One of the reasons I enjoy reading my friendly blog competitor Jay Adler is that he is very smart and can construct very good arguments. Today he took a good look at the ongoing Peter Beinart-Jeffrey Goldberg exchanges and he nailed it:
Now, I share Beinart’s displeasure with the West Bank settlements, always have, but they exist in a formidable complex of history and policy. It is a judgment to focus on the settlements above all else, and a bad judgment. I wrote to Goldberg suggesting a question to Beinart for part III of the discussion. Apparently, Goldberg is not yet letting me choose his interview questions for him, but I’m working on him. I suggested he ask Beinart why Beinart had not, instead of the above, written the following reformulation of it, which would, of course, have changed his entire article.

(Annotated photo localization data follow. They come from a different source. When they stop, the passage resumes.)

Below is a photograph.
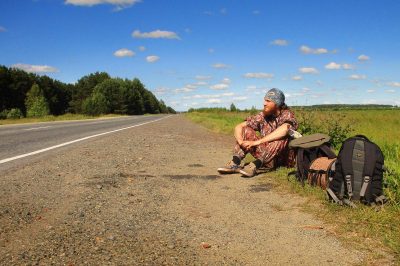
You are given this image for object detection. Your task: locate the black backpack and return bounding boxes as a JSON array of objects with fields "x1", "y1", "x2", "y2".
[
  {"x1": 327, "y1": 135, "x2": 386, "y2": 207},
  {"x1": 289, "y1": 133, "x2": 337, "y2": 185}
]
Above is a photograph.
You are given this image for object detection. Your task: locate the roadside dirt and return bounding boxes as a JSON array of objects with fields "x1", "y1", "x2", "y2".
[{"x1": 0, "y1": 115, "x2": 366, "y2": 265}]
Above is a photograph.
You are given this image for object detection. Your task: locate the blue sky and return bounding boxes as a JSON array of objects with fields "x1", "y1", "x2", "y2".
[{"x1": 1, "y1": 0, "x2": 399, "y2": 111}]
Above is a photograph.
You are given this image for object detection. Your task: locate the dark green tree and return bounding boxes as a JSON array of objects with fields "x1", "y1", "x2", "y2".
[
  {"x1": 25, "y1": 83, "x2": 50, "y2": 117},
  {"x1": 230, "y1": 103, "x2": 237, "y2": 112},
  {"x1": 158, "y1": 99, "x2": 168, "y2": 114},
  {"x1": 82, "y1": 91, "x2": 110, "y2": 115},
  {"x1": 69, "y1": 72, "x2": 110, "y2": 113}
]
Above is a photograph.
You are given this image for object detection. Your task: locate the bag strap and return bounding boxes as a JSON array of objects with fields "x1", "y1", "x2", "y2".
[
  {"x1": 296, "y1": 149, "x2": 306, "y2": 185},
  {"x1": 360, "y1": 142, "x2": 378, "y2": 200},
  {"x1": 359, "y1": 175, "x2": 370, "y2": 198},
  {"x1": 326, "y1": 188, "x2": 342, "y2": 205},
  {"x1": 345, "y1": 174, "x2": 353, "y2": 198},
  {"x1": 319, "y1": 144, "x2": 337, "y2": 159},
  {"x1": 353, "y1": 134, "x2": 370, "y2": 141}
]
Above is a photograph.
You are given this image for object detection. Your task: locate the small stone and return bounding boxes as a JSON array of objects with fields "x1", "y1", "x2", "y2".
[
  {"x1": 96, "y1": 185, "x2": 103, "y2": 189},
  {"x1": 201, "y1": 242, "x2": 211, "y2": 249},
  {"x1": 167, "y1": 244, "x2": 175, "y2": 249}
]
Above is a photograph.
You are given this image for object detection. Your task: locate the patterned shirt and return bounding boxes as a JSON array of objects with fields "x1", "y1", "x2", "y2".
[{"x1": 245, "y1": 109, "x2": 298, "y2": 137}]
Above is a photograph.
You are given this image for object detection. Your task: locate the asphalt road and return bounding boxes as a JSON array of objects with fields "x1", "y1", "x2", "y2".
[{"x1": 0, "y1": 115, "x2": 168, "y2": 171}]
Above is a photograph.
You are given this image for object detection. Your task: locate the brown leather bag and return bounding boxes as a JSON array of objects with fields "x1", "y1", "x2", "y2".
[{"x1": 307, "y1": 157, "x2": 337, "y2": 190}]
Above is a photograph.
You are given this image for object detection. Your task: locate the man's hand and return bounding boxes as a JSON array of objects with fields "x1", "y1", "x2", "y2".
[{"x1": 241, "y1": 140, "x2": 260, "y2": 151}]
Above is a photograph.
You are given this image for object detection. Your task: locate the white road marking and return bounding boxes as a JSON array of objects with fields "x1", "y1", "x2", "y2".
[
  {"x1": 24, "y1": 126, "x2": 53, "y2": 131},
  {"x1": 0, "y1": 115, "x2": 171, "y2": 165}
]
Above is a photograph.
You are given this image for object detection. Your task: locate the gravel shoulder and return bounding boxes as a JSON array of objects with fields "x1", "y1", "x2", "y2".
[{"x1": 0, "y1": 115, "x2": 364, "y2": 265}]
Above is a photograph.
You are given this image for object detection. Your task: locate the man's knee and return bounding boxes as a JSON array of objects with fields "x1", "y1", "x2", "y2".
[{"x1": 242, "y1": 126, "x2": 258, "y2": 140}]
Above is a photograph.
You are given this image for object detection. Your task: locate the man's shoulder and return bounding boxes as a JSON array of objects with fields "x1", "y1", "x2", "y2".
[{"x1": 246, "y1": 112, "x2": 265, "y2": 125}]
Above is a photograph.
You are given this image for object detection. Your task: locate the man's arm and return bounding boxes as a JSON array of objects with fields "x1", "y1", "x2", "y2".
[
  {"x1": 234, "y1": 121, "x2": 247, "y2": 146},
  {"x1": 256, "y1": 123, "x2": 291, "y2": 145},
  {"x1": 241, "y1": 123, "x2": 291, "y2": 150}
]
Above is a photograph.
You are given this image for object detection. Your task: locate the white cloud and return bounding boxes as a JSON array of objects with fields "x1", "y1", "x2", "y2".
[
  {"x1": 113, "y1": 48, "x2": 135, "y2": 57},
  {"x1": 342, "y1": 63, "x2": 355, "y2": 70},
  {"x1": 0, "y1": 26, "x2": 6, "y2": 32},
  {"x1": 232, "y1": 96, "x2": 247, "y2": 102},
  {"x1": 210, "y1": 83, "x2": 229, "y2": 90},
  {"x1": 325, "y1": 62, "x2": 341, "y2": 70},
  {"x1": 12, "y1": 63, "x2": 59, "y2": 73},
  {"x1": 358, "y1": 54, "x2": 370, "y2": 61},
  {"x1": 299, "y1": 67, "x2": 319, "y2": 74},
  {"x1": 270, "y1": 39, "x2": 288, "y2": 46},
  {"x1": 194, "y1": 81, "x2": 208, "y2": 86},
  {"x1": 243, "y1": 72, "x2": 274, "y2": 79},
  {"x1": 185, "y1": 84, "x2": 198, "y2": 90},
  {"x1": 386, "y1": 89, "x2": 396, "y2": 93},
  {"x1": 367, "y1": 89, "x2": 375, "y2": 93},
  {"x1": 65, "y1": 0, "x2": 140, "y2": 8},
  {"x1": 207, "y1": 99, "x2": 222, "y2": 104},
  {"x1": 221, "y1": 78, "x2": 231, "y2": 84},
  {"x1": 138, "y1": 46, "x2": 146, "y2": 51},
  {"x1": 324, "y1": 62, "x2": 355, "y2": 70},
  {"x1": 363, "y1": 99, "x2": 377, "y2": 104},
  {"x1": 212, "y1": 63, "x2": 230, "y2": 69},
  {"x1": 195, "y1": 75, "x2": 212, "y2": 80},
  {"x1": 302, "y1": 87, "x2": 311, "y2": 92},
  {"x1": 286, "y1": 92, "x2": 306, "y2": 98},
  {"x1": 387, "y1": 82, "x2": 400, "y2": 87},
  {"x1": 192, "y1": 94, "x2": 217, "y2": 99},
  {"x1": 291, "y1": 75, "x2": 302, "y2": 81},
  {"x1": 348, "y1": 74, "x2": 367, "y2": 80},
  {"x1": 175, "y1": 87, "x2": 194, "y2": 93},
  {"x1": 132, "y1": 30, "x2": 180, "y2": 39},
  {"x1": 146, "y1": 55, "x2": 160, "y2": 63},
  {"x1": 300, "y1": 45, "x2": 328, "y2": 54},
  {"x1": 153, "y1": 87, "x2": 169, "y2": 95}
]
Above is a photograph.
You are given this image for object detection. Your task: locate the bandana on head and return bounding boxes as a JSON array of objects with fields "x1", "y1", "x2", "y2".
[{"x1": 265, "y1": 88, "x2": 285, "y2": 107}]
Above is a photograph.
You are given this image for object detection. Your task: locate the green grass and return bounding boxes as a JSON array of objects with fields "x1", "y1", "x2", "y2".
[
  {"x1": 0, "y1": 113, "x2": 127, "y2": 125},
  {"x1": 185, "y1": 109, "x2": 400, "y2": 262}
]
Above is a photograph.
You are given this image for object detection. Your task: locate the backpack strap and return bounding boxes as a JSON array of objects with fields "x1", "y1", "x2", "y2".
[
  {"x1": 342, "y1": 198, "x2": 357, "y2": 208},
  {"x1": 354, "y1": 135, "x2": 370, "y2": 141},
  {"x1": 359, "y1": 176, "x2": 370, "y2": 198},
  {"x1": 296, "y1": 148, "x2": 306, "y2": 185},
  {"x1": 345, "y1": 174, "x2": 353, "y2": 198},
  {"x1": 360, "y1": 142, "x2": 378, "y2": 201},
  {"x1": 374, "y1": 195, "x2": 388, "y2": 205},
  {"x1": 319, "y1": 144, "x2": 337, "y2": 159},
  {"x1": 326, "y1": 188, "x2": 342, "y2": 205}
]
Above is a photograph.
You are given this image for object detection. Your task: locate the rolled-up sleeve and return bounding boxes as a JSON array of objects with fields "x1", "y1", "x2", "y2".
[
  {"x1": 245, "y1": 112, "x2": 264, "y2": 131},
  {"x1": 279, "y1": 110, "x2": 298, "y2": 130}
]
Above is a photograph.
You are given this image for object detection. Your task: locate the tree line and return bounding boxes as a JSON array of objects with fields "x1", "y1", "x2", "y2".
[{"x1": 0, "y1": 65, "x2": 175, "y2": 119}]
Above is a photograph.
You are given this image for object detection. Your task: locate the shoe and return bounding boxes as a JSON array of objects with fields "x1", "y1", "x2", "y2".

But over the long run, the best way to undermine Netanyahu and Lieberman and people like them is to give hope to those Israelis and Jews who do want a two-state solution. In Barak, and even Olmert, we had such leaders. Surely in those circumstances continued anti-Semitic education in Palestinian schools, Muslim calls for the destruction of Israel and rejection of every Israeli peace offer, which simply convinces Israelis that they will never have a genuine partner in peace, is deeply self-destructive. I want the major American Palestinian groups to say so, loudly. Instead, they deny the Palestinians are in any way responsible.
Jay has gotten to the heart of the mystery. People who genuinely support the Palestinians' (imagined) desire for a state should be doing everything in their power to convince the Palestinians that the path to a state lies more with Gandhi than with Yasser, yet typically such supporters instead either ignore or excuse Palestinian blood lust. The underlying dynamics of their support are the subject of a great deal of learned pontificating but I will leave it for now that their support of Palestinian statehood is marred by their refusal to acknowledge that a state is not the primary intent of the Palestinians and this inconvenient truth is so destructive to their liberalism and attendant self-regard that it must be ignored as a way to preserve intact their mental structure.
Sadly, Jeffrey Goldberg did not use Jay's question.